Isso ocorre porque os ultraprocessados têm, como um todo, um perfil nutricional muito menor do que um alimento natural, por exemplo.
“Se uma criança baseia sua alimentação em ultraprocessados, ela pode ter deficiência de macronutrientes, também micronutrientes, que são fundamentais para crescer, desenvolver, ter plena saúde, pleno desenvolvimento cognitivo”, acrescenta a pesquisadora.
Nos adultos, Maria destaca que hoje há evidências de que os produtos ultraprocessados, quando consumidos em excesso, podem causar “diabetes, hipertensão, colesterol alto, depressão, câncer de mama, e todos os tipos de câncer também, distúrbios gastrointestinais e doença de Crohn”, por exemplo.
A pesquisadora ainda diz que as bebidas lácteas não devem ser usadas para satisfazer o apetite, pois alguns estudos mostraram que as calorias líquidas alteram o controle de saciedade.
“Quando a gente bebe um produto que tem muita caloria, o nosso organismo tem mais dificuldade de entender a saciedade causada por aquele alimento do que quando a gente come alguma coisa, mastiga. Então, a caloria líquida ainda tem esse potencial extra de confundir o nosso mecanismo natural de controle da saciedade”, conta.
Juliana pontua que “a proteína é, de fato, um nutriente que é importante para a saúde, mas ela não é obtida na alimentação a partir de bebidas lácteas. Existe uma série de outras fontes alimentares que podem nos prover proteína.”

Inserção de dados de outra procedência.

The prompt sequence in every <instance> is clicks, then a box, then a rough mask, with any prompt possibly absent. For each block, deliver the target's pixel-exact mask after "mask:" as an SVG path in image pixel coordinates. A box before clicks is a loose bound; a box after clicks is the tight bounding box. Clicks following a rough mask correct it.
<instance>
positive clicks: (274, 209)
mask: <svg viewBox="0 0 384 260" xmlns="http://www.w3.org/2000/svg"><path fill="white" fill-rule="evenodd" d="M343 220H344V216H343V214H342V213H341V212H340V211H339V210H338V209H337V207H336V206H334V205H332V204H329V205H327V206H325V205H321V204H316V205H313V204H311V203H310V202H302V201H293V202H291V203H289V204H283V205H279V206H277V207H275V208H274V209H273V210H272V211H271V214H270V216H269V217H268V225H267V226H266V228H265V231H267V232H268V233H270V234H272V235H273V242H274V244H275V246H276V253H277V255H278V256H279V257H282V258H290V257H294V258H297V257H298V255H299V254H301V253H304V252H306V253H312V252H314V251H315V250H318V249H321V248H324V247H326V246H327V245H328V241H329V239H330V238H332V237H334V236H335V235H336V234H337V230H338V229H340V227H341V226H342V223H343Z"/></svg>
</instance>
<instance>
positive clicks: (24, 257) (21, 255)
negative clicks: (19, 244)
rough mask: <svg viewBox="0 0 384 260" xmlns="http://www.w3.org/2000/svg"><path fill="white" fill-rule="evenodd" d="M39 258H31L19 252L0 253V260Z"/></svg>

Dentre elas, a nutricionista cita o leite. “É uma alternativa que substitui essas bebidas lácteas à base de proteína, muitas vezes, até com um teor maior de proteína. Pode ser um iogurte, por exemplo, ele tem bem menos aditivos alimentares.”
As Pancs (plantas alimentícias não convencionais) são também uma fonte natural de proteína, que está disponível na natureza – com menos defensivos agrícolas.
“Uma pessoa que consegue levar um sanduíche natural no meio da tarde para comer, por exemplo, com atum ou com frango, não tem necessidade de tomar whey ou bebida láctea, porque já está fazendo a absorção da proteína de outra forma”, informa a nutricionista funcional e esportiva da clínica NutriCilla Gabriela Cilla.
E acrescenta: “Todas as proteínas de origem animal [são opções], por exemplo, atum, ovo, frango, queijos. Então, um sanduíche à base de ricota, de patê de frango, um ovo mexido, uma omelete, são opções boas.”
O último alerta dado por Juliana é “que as pessoas consultem os rótulos, para ver se aquilo é adequado para o contexto dela.”
Maria também finaliza dizendo que a regra de ouro do guia alimentar para a população brasileira é, de fato, evitar os ultraprocessados. Para identificá-los, ela ensina uma técnica simples.
“Quando a gente não conhece o ingrediente e quando a gente não usa esse ingrediente na cozinha da nossa casa, no nosso cotidiano, é muito provável que esse elemento seja ultraprocessado, que ele tenha um aditivo químico cosmético”, conclui a pesquisadora.